NASHVILLE — Republican nominee Matt Van Epps has released a new campaign advertisement titled “Wins,” directly attacking Democratic opponent Aftyn Behn by casting her as a “woke liberal” whose activist past stands at odds with her current general-election message of economic populism.
The 30-second ad opens with Van Epps saying, “I’m Matt Van Epps, and I approved this message,” followed by narration declaring, “Meet woke liberal Aftyn Behn.” The spot then plays a clip Behn posted to her social media in which she says, “We’ve got our girl squad and we’re bullying the ICE vehicles and state troopers … this is a win.” The ad repeats the line twice before closing with the tagline, “Woke liberal Aftyn Behn — when she wins, we lose.”

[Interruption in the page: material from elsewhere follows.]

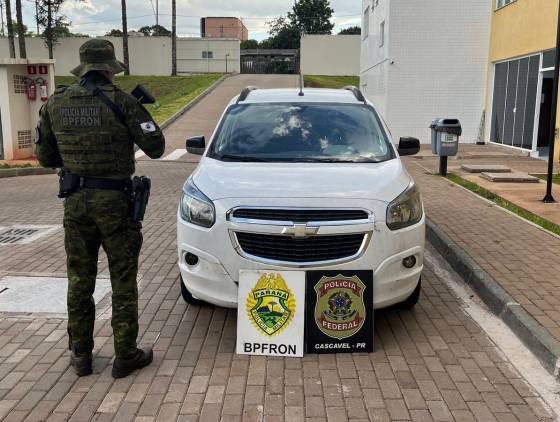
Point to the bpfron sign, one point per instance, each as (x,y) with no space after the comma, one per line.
(270,316)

By using Behn’s own words, the Van Epps campaign aims to remind voters of the combative style that helped define her early political image. The choice of footage positions Behn within the broader culture-war frame that Republicans have long used to mobilize conservative voters, especially in Tennessee’s right-leaning 7th Congressional District.
The ad’s release follows Behn’s recent appearance on WTVF’s Inside Politics, where she worked to recast herself as a pragmatic economic populist rather than an ideological progressive. “It’s not left versus right right now,” Behn told host Ben Hall. “It’s top versus bottom.” She described her campaign as centered on affordability, wages, and healthcare, saying she’s running “to make life affordable for Tennesseans and to reverse the cuts from the big, ugly bill.”
That message marks a shift from the fiery activist persona Behn displayed in previous years and now emphasizes a disciplined focus on cost-of-living issues. On Inside Politics, she also acknowledged the likelihood that Republicans would highlight past confrontations with law enforcement, including the same video used in the new Van Epps ad. At the time, she dismissed those attacks as “a distraction from the fact that Washington Republicans have not delivered results to lower costs for working families.”
Van Epps’ team appears intent on making that “distraction” central to the race. By contrasting his measured, military-veteran image with Behn’s earlier activism, the ad seeks to reinforce ideological differences and question her authenticity as a centrist voice.
Strategically, “Wins” functions less as a policy argument than as a reminder — an attempt to define Behn in the minds of voters who may only now be learning about her. It portrays her as emblematic of national progressive politics rather than the local economic advocate she presents in interviews.
Whether the message succeeds in undermining Behn’s affordability-first rebrand or merely reenergizes her base of grassroots supporters remains uncertain, but it makes clear that Van Epps intends to keep Behn’s progressive record at the center of the campaign narrative.